Kepala BPAD DKI Jakarta, Faisal Syafruddin mengatakan, pihaknya sudah mengecek informasi tersebut melalui sistem administrasi kendaraan dinas pada Rabu 25 Maret 2026. Dari hasil pengecekan lewat aplikasi e-KDO, kendaraan yang dilaporkan dipastikan bukan milik Pemprov DKI Jakarta.
“Setelah dicek, kendaraan tersebut bukan milik Pemprov DKI Jakarta, melainkan milik instansi lain. Kebijakan penggunaan kendaraan dinas menjadi kewenangan masing-masing instansi,” kata Faisal dikutip dari PPID DKI Jakarta.

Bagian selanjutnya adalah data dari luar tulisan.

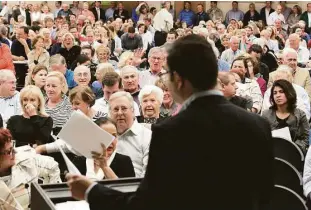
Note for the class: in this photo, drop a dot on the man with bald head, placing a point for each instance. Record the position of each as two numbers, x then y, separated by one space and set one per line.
303 52
301 76
233 52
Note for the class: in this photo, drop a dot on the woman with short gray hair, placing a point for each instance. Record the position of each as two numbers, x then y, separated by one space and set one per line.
150 98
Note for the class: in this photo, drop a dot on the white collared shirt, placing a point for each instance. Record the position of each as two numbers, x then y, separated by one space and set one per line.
101 105
273 17
90 170
163 21
135 143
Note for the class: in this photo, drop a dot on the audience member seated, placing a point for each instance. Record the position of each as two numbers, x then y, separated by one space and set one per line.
38 55
134 138
34 126
6 60
151 98
109 164
82 98
58 63
283 113
69 50
168 107
9 97
156 60
111 83
37 77
227 85
22 168
247 87
301 76
57 105
286 73
233 52
130 79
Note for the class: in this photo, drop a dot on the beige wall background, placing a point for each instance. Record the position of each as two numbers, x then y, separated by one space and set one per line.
223 5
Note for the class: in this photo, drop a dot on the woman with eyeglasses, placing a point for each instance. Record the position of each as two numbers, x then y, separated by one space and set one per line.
151 98
19 170
283 113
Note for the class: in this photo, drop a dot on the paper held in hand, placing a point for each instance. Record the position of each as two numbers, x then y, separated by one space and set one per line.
83 135
282 133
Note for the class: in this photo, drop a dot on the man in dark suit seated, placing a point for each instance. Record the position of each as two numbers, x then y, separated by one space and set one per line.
201 158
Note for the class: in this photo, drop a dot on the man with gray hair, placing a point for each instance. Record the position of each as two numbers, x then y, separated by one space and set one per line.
301 76
4 36
82 75
233 52
303 102
156 59
58 63
133 138
9 97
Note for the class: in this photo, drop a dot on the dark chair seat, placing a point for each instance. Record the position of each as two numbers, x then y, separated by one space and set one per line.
287 175
284 198
288 151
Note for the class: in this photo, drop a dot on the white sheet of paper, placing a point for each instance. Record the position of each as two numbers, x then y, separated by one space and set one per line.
282 133
71 167
73 205
83 135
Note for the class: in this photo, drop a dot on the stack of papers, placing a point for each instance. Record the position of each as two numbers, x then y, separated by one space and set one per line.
73 205
83 135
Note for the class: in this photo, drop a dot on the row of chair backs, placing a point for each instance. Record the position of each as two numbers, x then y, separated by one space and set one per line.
285 198
288 151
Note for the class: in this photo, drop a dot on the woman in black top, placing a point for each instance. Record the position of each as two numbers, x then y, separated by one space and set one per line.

Sementara itu, Inspektur Provinsi DKI Jakarta, Dhany Sukma menegaskan akan menindak tegas jika ada pelanggaran penggunaan kendaraan dinas oleh pegawai Pemprov selama libur Lebaran.

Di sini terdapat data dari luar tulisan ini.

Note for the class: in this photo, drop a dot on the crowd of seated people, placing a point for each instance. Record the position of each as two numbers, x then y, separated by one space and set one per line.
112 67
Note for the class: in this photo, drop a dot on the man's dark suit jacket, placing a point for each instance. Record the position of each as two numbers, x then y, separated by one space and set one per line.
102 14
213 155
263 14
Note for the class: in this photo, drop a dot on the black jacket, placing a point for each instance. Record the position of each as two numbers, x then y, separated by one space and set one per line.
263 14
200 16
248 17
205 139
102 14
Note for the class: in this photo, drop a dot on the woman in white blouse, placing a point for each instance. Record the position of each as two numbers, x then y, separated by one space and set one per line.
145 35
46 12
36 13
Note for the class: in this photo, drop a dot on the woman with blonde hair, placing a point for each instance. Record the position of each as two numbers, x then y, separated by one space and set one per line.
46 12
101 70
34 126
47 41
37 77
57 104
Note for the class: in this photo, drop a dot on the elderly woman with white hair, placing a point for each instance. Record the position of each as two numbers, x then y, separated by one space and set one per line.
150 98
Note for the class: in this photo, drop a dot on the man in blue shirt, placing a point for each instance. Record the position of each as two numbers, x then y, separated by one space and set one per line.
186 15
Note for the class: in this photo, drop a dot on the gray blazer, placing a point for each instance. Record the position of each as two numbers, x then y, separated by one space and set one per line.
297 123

Pengawasan dilakukan dengan memanggil dan meminta klarifikasi pihak terkait berdasarkan laporan yang masuk, termasuk mengecek nomor pelat kendaraan.
“Jika terbukti melanggar, akan diberikan sanksi sesuai aturan yang berlaku,” kata Dhany.
Sanksi tersebut mengacu pada beberapa peraturan, antara lain Peraturan Gubernur DKI Jakarta Nomor 8 Tahun 2024 tentang Disiplin PNS dan Peraturan Gubernur Nomor 27 Tahun 2022 tentang Pengelolaan Kendaraan Dinas.
Bentuk sanksi bisa berupa teguran hingga pemotongan tambahan penghasilan pegawai (TPP). Selain itu, aturan ini juga merujuk pada Peraturan Pemerintah Nomor 94 Tahun 2021 dan Peraturan BKN Nomor 6 Tahun 2022 tentang disiplin PNS.
Sebelumnya, Pemprov DKI Jakarta juga telah melakukan audit di seluruh perangkat daerah untuk memastikan kendaraan dinas disimpan di tempat yang sudah ditentukan selama libur Lebaran.